HIV-1 protease tethered heterodimer-pepstatin-a complex: NMR characterization

Abstract

Wild type HIV-1 protease is a homodimer that plays a crucial role in the function of the virus and hence has been a target of anti HIV (human immunodeficiency virus) drug design. However, heterodimers generated by different mutations in the individual monomers have been seen to have different characteristics and thus have been used as macromolecular inhibitors of enzyme activity. Further, during the course of clinical treatment, it is conceivable that more than one mutant species exist inside a cell, resulting in the production of both homo- and heterodimers of the enzyme. In this context we have investigated here by NMR, the characteristic features of a particular heterodimer complexed to the peptide inhibitor pepstatin-A. The heterodimer has a GGSSG linker joining the two monomers head to tail and one of the monomers has a C95M mutation that lies in the dimerization domain.
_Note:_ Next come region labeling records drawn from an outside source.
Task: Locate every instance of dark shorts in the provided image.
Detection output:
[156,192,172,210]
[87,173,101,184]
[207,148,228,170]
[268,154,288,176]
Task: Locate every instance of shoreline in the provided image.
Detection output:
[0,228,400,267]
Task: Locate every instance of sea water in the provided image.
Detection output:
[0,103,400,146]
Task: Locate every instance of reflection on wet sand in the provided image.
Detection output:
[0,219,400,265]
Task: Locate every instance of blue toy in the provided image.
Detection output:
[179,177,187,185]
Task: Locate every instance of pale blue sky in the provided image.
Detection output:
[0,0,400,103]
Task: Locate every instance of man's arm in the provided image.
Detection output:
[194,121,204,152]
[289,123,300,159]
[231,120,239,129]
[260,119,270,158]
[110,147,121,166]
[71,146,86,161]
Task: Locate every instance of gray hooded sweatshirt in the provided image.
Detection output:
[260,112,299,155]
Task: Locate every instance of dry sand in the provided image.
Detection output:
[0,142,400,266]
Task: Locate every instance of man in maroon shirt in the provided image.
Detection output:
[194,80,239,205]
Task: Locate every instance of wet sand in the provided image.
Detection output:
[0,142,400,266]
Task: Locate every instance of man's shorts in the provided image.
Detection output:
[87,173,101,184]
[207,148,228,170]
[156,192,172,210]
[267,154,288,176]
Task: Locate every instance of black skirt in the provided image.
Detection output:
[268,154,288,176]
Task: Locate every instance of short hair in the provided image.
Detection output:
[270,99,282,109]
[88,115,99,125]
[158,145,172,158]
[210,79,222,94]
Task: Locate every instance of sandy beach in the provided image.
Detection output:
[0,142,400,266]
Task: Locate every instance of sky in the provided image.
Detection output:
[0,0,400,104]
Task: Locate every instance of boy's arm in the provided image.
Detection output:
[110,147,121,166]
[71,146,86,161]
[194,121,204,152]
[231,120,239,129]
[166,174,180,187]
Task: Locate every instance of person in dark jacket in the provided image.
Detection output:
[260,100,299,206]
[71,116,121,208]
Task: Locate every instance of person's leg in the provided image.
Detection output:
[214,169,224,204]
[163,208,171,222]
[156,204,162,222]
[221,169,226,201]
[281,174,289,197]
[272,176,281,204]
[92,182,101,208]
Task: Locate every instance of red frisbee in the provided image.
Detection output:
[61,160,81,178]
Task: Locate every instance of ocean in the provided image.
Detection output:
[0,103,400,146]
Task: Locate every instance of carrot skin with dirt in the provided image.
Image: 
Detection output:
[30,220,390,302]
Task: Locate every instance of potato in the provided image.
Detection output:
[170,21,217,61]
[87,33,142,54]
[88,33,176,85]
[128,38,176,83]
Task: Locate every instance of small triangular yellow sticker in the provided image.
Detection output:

NMR backbone assignments have revealed that there is an asymmetry between the two monomer units. The secondary structural characteristics of the protein in the complex are almost identical to those in the crystal structure of the wild type homodimer protein complexed to the inhibitor, acetyl pepstatin. Thus neither the covalent linker nor the mutation seems to affect the gross solution structural features of the protease. Some local differences are, however, seen near the site of mutation. The inhibitor sitting in the active site cavity exhibits a flip-flop motion. Amide proton deuterium exchange studies reveal different local stabilities of the individual residues and also differences between the two monomer units. To our knowledge, this is the first NMR report characterizing a heterodimer of HIV-1 protease and forms a basis for future detailed investigation with different heterodimers, inhibitors, etc.